LLM Provider Setup Guide¶
This guide explains how to obtain API credentials for different LLM providers.
Table of Contents¶
- OpenRouter (Recommended)
- Groq
- Local LLM (Ollama)
- Self-Hosted Inference (vLLM)
- Ollama vs. vLLM
- Auxiliary Models on Local Providers
OpenRouter (Recommended)¶
OpenRouter provides access to multiple LLM models (Claude, GPT-4, Llama, etc.) through a single API.
Setup Steps¶
- Sign up: Visit https://openrouter.ai/
- Get API Key:
- Log in to your account
- Go to Keys
- Click "Create Key"
- Copy your API key
- Configure in Settings:
- Provider:
openrouter - API Key: Your OpenRouter API key
- Model:
anthropic/claude-sonnet-4.6(or browse available models) - Base URL:
https://openrouter.ai/api/v1 - Site Name: Your app name (for rankings)
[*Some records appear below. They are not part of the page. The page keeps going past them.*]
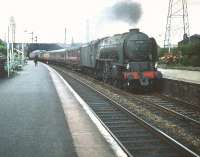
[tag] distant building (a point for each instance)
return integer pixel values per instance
(192, 39)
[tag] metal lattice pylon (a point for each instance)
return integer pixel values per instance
(177, 27)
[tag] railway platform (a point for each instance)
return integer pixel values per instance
(181, 75)
(42, 116)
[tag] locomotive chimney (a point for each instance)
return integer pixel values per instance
(134, 30)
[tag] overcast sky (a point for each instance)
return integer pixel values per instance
(48, 19)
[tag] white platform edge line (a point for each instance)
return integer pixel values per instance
(114, 145)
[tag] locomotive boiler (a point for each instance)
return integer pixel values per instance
(125, 60)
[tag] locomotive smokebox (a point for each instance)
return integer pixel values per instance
(134, 30)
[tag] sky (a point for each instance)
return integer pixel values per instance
(49, 18)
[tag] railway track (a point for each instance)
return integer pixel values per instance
(136, 137)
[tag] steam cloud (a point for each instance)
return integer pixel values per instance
(126, 11)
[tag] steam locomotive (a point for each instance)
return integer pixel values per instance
(126, 60)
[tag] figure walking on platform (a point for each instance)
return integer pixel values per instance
(36, 60)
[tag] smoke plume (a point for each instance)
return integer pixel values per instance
(126, 11)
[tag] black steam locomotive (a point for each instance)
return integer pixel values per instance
(126, 60)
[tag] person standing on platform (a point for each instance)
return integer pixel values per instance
(36, 60)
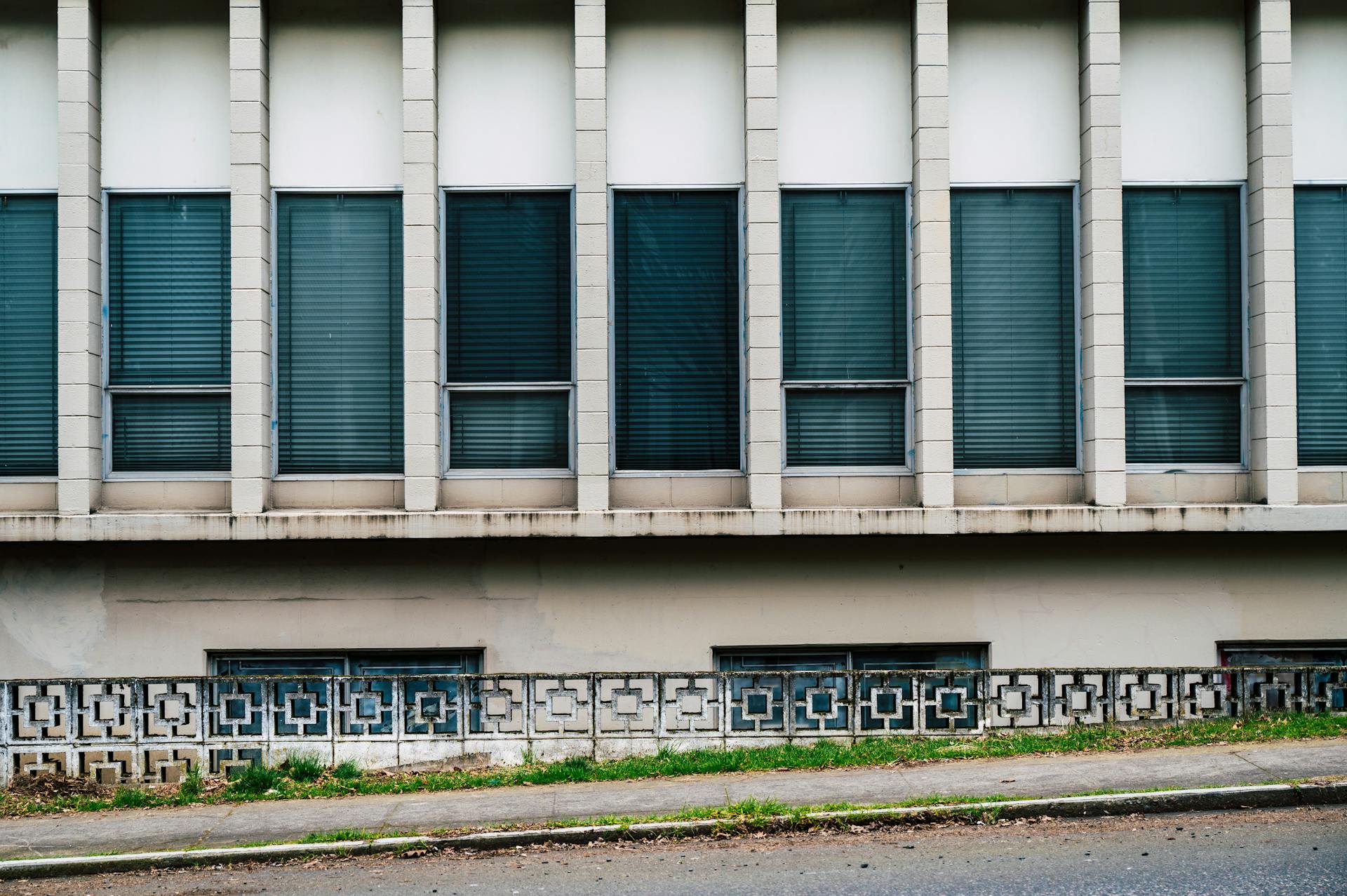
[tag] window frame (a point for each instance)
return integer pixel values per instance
(906, 385)
(446, 389)
(111, 391)
(1313, 468)
(276, 476)
(53, 193)
(741, 192)
(1078, 322)
(1242, 382)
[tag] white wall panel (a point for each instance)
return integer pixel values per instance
(1183, 91)
(165, 93)
(507, 101)
(1319, 89)
(675, 86)
(27, 96)
(845, 91)
(336, 93)
(1014, 104)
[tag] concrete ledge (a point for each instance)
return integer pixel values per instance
(442, 524)
(1177, 801)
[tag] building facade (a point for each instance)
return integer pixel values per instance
(530, 335)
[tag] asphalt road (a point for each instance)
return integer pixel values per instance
(1300, 852)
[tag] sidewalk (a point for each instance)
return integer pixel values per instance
(142, 830)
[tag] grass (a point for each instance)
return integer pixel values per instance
(302, 777)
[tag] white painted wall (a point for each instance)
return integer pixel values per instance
(507, 93)
(845, 80)
(1014, 102)
(1183, 91)
(675, 86)
(336, 93)
(165, 93)
(1319, 89)
(27, 96)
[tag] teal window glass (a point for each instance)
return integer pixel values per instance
(27, 336)
(845, 427)
(340, 333)
(168, 329)
(508, 287)
(1183, 293)
(1014, 373)
(845, 322)
(170, 433)
(676, 329)
(1322, 323)
(508, 430)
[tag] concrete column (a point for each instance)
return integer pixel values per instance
(421, 259)
(80, 256)
(250, 213)
(1272, 256)
(591, 325)
(1102, 361)
(932, 336)
(764, 260)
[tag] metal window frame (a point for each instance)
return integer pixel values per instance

- Site URL: Your app URL (optional)
Available Models¶
Browse all available models at https://openrouter.ai/models
Popular choices:
- anthropic/claude-sonnet-4.6 - Best for complex reasoning
- anthropic/claude-3.5-sonnet - Great balance of intelligence and speed
- openai/gpt-4-turbo - Great all-around model
- google/gemini-pro - Good balance of speed and quality
- meta-llama/llama-3.1-70b-instruct - Open source, cost-effective
Pricing¶
Pay-as-you-go pricing varies by model. Check current pricing at https://openrouter.ai/models
Benefits: - Single API for multiple providers - No vendor lock-in - Automatic failover - Usage tracking
Groq¶
Fast, affordable inference with Groq's LPU (Language Processing Unit) hardware.
Setup Steps¶
- Sign up: Visit https://console.groq.com/
- Get API Key:
- Log in to your account
- Go to API Keys
- Click "Create API Key"
- Copy your API key
- Configure in Settings:
- Provider:
groq - API Key: Your Groq API key
- Model:
llama-3.3-70b-versatile(or browse available models) - Base URL:
https://api.groq.com/openai/v1
Available Models¶
llama-3.3-70b-versatile- Fast, long contextllama-3.1-8b-instant- Very fast, cost-effectivemixtral-8x7b-32768- Good balance
Browse all models at https://console.groq.com/docs/models
Pricing¶
Groq offers extremely competitive pricing with fast inference. See https://groq.com/pricing/
Benefits: - Extremely fast inference - Very low latency - Cost-effective for high-volume use
Local LLM (Ollama)¶
Run LLM models locally on your machine - no API keys needed!
Setup Steps¶
- Install Ollama:
- Visit https://ollama.ai/
- Download installer for your OS (Windows, Mac, Linux)
-
Run the installer
-
Download a model:
-
Verify it's running:
Ollama runs on http://localhost:11434 by default.
- Configure in Settings:
- Provider:
ollama - Model:
llama3.1(or your chosen model) - Base URL:
http://localhost:11434/v1(pre-filled automatically) - API Key: Leave blank (not required)
Available Models¶
Browse models at https://ollama.ai/library
Popular choices:
- llama3.1 (8B) - Meta's latest, good balance
- llama3.1:70b - More capable but needs 40GB+ RAM
- mistral - Fast and efficient
- codellama - Specialized for code
- phi3 - Microsoft's small but capable model
Hardware Requirements¶
Model size determines RAM requirements: - 7-8B models: 8GB RAM minimum - 13B models: 16GB RAM minimum - 70B models: 64GB RAM minimum
GPU Acceleration: Ollama automatically uses your GPU if available (NVIDIA, AMD, or Apple Silicon).
Pricing¶
Free! All models run locally on your hardware.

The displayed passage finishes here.